C’est un livre qui sait d’abord très bien tenir son lecteur à distance. « Aurions-nous réussi à nous débarrasser de nos derniers lecteurs ? C’est possible mais il ne faut pas crier victoire trop vite. » L’auteur retarde donc l’entrée dans son sujet. Comme il n’a pas envie de le ménager, ce lecteur qui a le front de le lire, il prend du plaisir à le perdre, à jouer à s’en « débarrasser », à ne pas lui expliquer les références de chaque texte, leur situation dans le temps. Mais le lecteur jouit aussi de se laisser dérouter, en suivant le narrateur dans ces morceaux qui finissent par former un ensemble cohérent, dont le sujet est à la fois flottant et précis.
Il est flottant parce que l’on ne peut pas décrire directement l’amour. Ce serait décrire le bonheur, ou le bleu du ciel. On ne peut pas décrire l’amour, surtout celui, déraisonnable, que des chiens portent à leur maître. On est toujours inférieur à cet amour-là. On n’est pas digne d’être tant aimé. L’auteur confesse d’ailleurs sa « honte » d’écrire sur cette bête, et sa mort, parce qu’il sait le bénéfice moral que l’on peut en tirer : « Quand on perd un “proche”, on devient une sorte de petit héros ridicule. »
On ne peut pas décrire cet amour, mais on peut en parler par défaut. Quand on reçoit l’e-mail d’un salaud, par exemple : « Condoléances pour le clebs. » Et c’est en cela que le livre est précis : il décrit les salauds, qui rendent, a contrario, l’harmonie entre Luna et son maître saisissante. Le livre est donc précis, et varié. Certains textes sont hilarants (comme le « Mario hommage », détournement du « mariage homo »), d’autres tragiques. Surtout, ils sont remplis d’intuitions, de fulgurances, sur la mémoire, sur la morale, sur la parole : « Le fond du langage humain vient du sacrifice animal. […] Sacrifice de la parole en échange de quoi il a la bonté. »

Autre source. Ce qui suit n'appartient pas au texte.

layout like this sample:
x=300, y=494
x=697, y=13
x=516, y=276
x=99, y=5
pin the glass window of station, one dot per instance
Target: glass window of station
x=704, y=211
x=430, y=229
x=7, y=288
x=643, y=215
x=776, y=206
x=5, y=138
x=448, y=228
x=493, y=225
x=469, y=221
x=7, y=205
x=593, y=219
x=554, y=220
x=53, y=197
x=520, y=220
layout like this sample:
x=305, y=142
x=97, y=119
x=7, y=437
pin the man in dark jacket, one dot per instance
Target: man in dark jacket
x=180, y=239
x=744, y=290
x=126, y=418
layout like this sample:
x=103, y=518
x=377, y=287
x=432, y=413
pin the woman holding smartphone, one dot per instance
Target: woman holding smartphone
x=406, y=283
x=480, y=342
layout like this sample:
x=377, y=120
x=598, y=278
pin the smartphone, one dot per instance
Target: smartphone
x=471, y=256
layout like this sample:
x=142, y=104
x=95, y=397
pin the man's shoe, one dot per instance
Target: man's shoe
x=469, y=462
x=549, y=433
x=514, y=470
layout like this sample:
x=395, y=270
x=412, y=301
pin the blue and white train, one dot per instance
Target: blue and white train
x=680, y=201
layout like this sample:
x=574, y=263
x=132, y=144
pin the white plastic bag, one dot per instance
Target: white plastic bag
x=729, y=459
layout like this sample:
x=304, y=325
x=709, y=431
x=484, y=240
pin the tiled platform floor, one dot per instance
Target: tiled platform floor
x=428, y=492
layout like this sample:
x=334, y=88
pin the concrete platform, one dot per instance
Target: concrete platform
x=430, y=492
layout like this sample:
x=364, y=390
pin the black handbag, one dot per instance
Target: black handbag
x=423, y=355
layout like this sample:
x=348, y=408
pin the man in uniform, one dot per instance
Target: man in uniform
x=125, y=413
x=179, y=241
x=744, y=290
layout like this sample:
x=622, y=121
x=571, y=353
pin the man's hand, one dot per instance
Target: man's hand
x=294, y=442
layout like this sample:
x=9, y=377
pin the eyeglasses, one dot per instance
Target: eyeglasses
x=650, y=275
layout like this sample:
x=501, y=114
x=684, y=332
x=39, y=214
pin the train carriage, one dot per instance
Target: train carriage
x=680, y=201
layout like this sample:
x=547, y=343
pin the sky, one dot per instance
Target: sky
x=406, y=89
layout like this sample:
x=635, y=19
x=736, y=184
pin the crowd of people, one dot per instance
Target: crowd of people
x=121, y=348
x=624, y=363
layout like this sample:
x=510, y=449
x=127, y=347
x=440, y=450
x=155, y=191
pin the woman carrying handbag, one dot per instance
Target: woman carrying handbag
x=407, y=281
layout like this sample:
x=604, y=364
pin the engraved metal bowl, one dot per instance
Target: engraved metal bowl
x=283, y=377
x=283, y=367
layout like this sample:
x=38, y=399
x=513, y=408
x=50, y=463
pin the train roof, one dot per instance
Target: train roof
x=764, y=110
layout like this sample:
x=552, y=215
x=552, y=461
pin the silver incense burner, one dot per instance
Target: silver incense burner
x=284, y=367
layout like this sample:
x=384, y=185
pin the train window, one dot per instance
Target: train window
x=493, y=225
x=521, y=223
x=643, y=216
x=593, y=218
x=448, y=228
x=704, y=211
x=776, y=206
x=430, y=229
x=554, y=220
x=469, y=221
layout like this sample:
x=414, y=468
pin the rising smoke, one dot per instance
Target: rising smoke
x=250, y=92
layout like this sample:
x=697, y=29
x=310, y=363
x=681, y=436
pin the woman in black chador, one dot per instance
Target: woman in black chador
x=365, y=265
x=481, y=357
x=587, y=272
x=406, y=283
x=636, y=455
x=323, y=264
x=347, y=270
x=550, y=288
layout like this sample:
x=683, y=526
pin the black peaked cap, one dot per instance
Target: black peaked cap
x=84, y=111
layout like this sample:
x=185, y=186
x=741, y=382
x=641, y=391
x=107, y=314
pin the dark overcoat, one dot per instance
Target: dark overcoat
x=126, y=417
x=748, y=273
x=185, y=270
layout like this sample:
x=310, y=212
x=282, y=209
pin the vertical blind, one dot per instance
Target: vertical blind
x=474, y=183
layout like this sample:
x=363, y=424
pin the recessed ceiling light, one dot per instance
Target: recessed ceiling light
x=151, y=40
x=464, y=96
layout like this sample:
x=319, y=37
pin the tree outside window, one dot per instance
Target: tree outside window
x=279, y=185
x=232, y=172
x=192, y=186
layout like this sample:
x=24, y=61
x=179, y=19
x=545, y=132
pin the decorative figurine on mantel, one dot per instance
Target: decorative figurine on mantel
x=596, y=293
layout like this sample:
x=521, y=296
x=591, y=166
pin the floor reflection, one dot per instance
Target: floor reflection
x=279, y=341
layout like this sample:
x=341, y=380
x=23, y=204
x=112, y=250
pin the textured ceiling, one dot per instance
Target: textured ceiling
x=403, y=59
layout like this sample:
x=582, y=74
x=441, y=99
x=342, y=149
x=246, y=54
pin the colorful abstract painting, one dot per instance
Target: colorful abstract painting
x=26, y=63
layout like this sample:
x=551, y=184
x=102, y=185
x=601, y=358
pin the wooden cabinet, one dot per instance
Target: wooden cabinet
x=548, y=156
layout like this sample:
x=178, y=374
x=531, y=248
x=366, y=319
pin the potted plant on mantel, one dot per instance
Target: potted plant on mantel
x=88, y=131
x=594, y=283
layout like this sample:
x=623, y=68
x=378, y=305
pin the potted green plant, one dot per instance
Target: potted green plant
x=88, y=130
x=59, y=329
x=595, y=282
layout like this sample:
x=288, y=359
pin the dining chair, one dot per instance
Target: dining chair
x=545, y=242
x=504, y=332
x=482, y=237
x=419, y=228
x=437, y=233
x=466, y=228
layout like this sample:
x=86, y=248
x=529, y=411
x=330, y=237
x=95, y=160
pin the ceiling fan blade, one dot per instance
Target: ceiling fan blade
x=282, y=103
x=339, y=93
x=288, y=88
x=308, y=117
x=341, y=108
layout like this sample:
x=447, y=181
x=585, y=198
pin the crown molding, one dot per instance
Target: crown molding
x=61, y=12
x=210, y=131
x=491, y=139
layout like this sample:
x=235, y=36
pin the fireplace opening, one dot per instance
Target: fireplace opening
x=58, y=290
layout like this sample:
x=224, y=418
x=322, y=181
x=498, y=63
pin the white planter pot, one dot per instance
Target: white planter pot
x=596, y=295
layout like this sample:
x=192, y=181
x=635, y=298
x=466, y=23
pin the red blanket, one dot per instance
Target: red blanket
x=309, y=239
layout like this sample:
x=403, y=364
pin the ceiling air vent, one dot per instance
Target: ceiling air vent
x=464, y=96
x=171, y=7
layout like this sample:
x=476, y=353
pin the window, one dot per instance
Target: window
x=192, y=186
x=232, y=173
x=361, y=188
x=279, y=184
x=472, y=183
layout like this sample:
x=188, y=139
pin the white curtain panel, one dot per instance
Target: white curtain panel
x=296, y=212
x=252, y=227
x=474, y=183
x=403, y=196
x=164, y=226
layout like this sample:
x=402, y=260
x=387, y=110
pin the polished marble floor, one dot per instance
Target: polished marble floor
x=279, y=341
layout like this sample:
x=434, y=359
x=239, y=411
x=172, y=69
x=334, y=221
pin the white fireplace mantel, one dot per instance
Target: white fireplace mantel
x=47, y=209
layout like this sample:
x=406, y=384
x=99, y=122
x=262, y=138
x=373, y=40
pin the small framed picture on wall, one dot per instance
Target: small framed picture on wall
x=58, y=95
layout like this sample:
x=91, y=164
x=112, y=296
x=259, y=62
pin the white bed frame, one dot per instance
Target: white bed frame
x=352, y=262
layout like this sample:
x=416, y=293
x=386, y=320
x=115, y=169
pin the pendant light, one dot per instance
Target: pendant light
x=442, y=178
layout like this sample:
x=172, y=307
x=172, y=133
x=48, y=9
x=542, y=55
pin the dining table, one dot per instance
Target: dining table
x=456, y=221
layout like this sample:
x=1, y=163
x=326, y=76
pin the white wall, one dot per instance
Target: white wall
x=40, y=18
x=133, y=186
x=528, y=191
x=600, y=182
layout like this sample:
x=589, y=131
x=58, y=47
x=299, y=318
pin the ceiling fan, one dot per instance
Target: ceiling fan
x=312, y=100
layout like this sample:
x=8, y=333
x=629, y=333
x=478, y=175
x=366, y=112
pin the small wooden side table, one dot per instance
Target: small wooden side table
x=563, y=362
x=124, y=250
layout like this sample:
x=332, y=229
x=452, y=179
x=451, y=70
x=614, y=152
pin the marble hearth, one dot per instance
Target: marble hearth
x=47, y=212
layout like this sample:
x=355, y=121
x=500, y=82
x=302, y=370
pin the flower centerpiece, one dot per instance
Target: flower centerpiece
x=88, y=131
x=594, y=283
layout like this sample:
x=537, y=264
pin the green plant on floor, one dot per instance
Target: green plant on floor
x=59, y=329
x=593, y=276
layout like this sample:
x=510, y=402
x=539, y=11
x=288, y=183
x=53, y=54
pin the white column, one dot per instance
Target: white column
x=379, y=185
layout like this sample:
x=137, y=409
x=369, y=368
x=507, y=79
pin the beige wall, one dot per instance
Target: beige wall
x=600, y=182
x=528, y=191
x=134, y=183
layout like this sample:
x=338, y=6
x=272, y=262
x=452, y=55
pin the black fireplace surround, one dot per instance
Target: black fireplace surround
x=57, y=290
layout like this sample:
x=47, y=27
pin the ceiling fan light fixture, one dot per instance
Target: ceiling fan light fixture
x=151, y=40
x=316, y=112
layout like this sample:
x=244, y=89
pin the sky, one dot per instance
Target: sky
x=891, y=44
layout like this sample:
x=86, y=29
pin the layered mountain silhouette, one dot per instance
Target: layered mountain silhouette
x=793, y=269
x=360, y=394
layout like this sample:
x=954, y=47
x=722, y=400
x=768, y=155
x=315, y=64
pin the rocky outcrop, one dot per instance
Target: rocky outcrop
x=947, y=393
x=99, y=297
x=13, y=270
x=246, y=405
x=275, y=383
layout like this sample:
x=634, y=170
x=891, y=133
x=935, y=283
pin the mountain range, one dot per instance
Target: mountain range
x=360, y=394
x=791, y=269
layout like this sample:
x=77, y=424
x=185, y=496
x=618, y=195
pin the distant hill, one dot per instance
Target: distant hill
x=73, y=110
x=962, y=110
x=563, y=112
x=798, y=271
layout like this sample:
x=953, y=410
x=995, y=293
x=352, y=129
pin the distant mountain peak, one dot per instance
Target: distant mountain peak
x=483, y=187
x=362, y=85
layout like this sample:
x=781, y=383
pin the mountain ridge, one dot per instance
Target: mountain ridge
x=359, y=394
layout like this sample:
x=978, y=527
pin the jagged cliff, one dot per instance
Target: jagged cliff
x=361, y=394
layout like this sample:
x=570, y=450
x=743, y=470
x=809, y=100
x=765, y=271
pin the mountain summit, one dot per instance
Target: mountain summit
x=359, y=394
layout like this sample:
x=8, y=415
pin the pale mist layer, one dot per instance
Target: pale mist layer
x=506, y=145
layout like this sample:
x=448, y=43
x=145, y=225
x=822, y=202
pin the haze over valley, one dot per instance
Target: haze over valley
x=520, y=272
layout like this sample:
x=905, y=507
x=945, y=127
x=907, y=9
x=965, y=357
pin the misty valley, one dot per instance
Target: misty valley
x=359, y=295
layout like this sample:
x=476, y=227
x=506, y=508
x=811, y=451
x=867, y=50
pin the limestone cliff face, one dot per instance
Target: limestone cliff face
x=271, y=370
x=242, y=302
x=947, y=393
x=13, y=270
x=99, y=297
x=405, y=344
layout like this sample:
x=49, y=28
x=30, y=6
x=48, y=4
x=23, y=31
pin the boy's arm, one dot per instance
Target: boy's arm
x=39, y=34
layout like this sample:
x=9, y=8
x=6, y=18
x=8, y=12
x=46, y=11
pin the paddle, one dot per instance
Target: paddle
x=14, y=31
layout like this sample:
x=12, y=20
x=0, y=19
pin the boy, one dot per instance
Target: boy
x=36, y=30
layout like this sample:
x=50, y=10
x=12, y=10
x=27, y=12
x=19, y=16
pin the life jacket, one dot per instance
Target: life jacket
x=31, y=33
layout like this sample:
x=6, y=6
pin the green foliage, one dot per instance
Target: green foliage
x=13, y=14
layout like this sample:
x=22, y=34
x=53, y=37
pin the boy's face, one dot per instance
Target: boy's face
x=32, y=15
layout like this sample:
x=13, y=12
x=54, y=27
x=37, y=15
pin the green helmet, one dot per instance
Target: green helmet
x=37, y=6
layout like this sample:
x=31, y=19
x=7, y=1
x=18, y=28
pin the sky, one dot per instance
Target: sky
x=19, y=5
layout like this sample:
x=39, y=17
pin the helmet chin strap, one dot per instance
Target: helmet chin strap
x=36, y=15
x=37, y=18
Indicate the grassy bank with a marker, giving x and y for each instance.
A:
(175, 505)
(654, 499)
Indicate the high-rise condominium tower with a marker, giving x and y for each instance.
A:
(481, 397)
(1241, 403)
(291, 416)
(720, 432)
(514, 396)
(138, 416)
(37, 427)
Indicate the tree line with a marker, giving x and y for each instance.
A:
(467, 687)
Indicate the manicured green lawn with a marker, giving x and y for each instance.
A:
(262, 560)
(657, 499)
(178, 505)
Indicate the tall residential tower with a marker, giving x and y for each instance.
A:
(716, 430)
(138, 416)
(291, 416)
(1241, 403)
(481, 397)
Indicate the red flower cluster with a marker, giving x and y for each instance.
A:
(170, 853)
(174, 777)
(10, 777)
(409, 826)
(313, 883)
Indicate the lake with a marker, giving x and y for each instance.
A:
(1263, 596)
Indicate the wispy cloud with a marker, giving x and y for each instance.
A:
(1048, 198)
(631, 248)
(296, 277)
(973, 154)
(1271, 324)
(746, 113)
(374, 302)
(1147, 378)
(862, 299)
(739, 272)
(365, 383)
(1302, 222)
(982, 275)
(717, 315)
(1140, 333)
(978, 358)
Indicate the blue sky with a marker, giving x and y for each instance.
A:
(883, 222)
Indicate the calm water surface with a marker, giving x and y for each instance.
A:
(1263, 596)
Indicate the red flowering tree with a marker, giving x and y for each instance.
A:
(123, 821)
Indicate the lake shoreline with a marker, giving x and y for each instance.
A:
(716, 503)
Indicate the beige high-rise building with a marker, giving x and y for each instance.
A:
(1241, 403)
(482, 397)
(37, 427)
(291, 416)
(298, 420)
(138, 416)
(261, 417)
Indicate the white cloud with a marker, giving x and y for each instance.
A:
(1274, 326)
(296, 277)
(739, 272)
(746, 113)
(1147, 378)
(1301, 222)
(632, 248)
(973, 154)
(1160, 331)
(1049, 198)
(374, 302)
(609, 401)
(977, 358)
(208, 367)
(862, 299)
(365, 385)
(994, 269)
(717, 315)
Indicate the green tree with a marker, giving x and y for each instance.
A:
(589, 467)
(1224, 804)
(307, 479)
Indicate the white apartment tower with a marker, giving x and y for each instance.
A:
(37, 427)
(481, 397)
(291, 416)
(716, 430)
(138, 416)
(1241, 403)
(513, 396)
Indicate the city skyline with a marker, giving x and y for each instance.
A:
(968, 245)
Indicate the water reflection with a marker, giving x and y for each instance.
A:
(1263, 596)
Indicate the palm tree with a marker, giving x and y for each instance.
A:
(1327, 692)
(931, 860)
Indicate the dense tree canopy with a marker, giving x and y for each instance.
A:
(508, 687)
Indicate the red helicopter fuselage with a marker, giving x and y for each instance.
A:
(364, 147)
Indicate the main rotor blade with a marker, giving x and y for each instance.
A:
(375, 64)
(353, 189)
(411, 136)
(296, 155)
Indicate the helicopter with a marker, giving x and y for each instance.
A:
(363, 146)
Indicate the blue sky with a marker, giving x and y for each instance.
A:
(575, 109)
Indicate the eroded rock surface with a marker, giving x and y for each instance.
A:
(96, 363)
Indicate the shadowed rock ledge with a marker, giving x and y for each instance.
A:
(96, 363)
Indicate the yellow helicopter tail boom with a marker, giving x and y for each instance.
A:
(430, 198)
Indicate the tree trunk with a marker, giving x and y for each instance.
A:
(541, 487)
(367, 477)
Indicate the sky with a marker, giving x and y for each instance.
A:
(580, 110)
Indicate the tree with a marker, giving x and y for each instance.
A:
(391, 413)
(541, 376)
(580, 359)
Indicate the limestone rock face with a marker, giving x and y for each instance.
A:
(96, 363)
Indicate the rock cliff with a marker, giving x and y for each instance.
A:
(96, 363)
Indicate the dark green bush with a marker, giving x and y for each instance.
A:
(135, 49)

Mais Georges de La Fuly sait aussi parler directement de sa chienne, avec simplicité, de ses odeurs, de ses couleurs, de ses poses, de sa façon d’asseoir l’autorité de son amour en s’installant sur les genoux de son maître. La vie de Georges de La Fuly, d’ailleurs – le lever, le coucher, l’heure des repas, la façon de conduire la voiture –, finit par se reconstruire autour de celle de Luna, de même que la mémoire de l’auteur se reconstruit autour de la mort de sa chienne, et de son refus de l’effacer :
« On me dit que je dois “prendre un autre chien”. Mais je ne veux pas, moi, prendre un autre chien. C’est Luna qui m’avait pris, moi je n’avais fait qu’être sur son chemin à un moment où personne ne s’y trouvait. Je veux garder mon chagrin intact car c’est tout ce qui me reste d’elle. Et puis, “prendre un autre chien”, cela signifierait que Luna était un chien comme les autres […]. Mon cœur est petit, il ne peut accueillir ni éprouver beaucoup d’amour, il est condamné à se limiter à quelques cas, très peu. »
Et cet amour continue, par-delà le trépas, puisque Luna, dit l’auteur, « a traversé la mort pour me rejoindre et c’est un miracle que j’aie été au bon endroit pour la retrouver », et composer avec elle ce livre qui éblouit autant qu’il serre le cœur.